Wild idea - a type finder

Stuart Reynolds S.I.Reynolds at cs.bham.ac.uk
Wed Nov 17 13:02:54 CET 1999


Does anyone know of any tools which let you do things like:

We have some exisiting function:

  def f(a, b):
      return a<b

And we want to reverse engineer its type from its implementation:

   findtype( f )

e.g.
- function takes 2 args
- a and b need to be comparable
- returns a boolean (actually an int in Python)

So the type of f is:

 (comparable)(comparable)-->(int)

Or in another example you might get:

  >>> findtype( add )
  (number)(number)-->(number)

  >>> findtype( map )
  (()())(seq)(seq)-->(seq)
  
( ()() ) denotes a function which takes two arguments of unknown type.
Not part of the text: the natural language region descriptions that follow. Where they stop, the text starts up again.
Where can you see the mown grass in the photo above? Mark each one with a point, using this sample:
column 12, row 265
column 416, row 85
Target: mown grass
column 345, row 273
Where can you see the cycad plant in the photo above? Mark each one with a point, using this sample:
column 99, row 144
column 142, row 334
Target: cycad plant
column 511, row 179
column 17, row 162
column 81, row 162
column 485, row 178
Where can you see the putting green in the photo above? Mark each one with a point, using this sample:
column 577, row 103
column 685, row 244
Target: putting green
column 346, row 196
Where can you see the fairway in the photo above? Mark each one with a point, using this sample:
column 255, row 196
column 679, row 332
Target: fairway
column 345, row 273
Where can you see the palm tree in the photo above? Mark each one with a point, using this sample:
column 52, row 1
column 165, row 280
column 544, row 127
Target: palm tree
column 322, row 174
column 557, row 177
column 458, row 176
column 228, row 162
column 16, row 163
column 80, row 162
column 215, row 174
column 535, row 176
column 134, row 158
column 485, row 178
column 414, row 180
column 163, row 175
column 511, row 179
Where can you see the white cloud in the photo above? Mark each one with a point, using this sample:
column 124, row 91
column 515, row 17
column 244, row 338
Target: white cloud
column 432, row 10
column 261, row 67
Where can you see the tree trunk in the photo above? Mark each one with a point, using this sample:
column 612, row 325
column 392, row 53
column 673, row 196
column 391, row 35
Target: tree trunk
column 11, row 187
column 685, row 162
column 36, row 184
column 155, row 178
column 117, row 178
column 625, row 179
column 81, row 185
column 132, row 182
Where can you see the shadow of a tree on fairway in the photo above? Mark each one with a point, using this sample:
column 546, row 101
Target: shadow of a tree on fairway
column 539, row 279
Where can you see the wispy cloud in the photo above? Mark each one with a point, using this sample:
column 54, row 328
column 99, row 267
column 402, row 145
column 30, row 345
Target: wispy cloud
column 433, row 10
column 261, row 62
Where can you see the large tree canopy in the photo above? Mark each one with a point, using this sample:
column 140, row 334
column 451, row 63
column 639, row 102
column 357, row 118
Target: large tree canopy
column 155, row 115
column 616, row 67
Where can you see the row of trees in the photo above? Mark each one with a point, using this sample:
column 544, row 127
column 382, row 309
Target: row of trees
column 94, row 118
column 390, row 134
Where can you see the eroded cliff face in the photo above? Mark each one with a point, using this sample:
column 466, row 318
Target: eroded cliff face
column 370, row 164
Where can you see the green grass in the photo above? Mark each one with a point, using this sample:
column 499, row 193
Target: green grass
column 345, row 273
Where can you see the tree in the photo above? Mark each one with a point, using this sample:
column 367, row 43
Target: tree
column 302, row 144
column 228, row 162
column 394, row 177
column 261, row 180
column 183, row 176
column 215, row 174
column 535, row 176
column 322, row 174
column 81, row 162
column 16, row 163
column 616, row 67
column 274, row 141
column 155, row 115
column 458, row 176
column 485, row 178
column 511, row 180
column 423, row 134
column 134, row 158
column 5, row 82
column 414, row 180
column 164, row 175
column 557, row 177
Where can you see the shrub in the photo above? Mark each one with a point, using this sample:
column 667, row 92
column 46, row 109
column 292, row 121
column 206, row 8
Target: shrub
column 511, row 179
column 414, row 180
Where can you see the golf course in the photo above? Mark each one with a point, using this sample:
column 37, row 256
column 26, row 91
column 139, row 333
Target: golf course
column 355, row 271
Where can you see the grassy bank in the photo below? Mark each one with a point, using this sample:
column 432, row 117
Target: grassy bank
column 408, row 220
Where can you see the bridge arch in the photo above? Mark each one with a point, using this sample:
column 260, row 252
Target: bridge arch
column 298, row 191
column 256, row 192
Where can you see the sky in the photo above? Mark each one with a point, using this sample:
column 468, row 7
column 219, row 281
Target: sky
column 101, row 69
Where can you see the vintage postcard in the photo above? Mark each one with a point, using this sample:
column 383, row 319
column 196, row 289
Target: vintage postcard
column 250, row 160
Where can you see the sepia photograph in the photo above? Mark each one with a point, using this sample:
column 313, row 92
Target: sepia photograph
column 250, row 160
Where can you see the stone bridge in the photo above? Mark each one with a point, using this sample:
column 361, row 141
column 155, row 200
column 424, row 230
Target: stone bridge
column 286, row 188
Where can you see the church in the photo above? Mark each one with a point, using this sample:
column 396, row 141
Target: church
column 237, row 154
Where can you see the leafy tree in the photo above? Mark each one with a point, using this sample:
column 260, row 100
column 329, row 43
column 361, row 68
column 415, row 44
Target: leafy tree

I've only ever seen this kind of thing in pure functional programming
languages (gopher to be specific).

The reason I ask is that I think, in general, its really useful to be
able to tell what minimum interface the arguments you give to a method
needs to support (you can stick it in your documenation for one thing).
It would also be pretty useful to uncover the kind of nasty bugs which
crop up in untyped langauges whereby the functions or methods you've
written have stronger requirements on the interfaces of their arguments
than you realised (espcially in the case where your code calls lots of
other functions who's types you're not too sure about).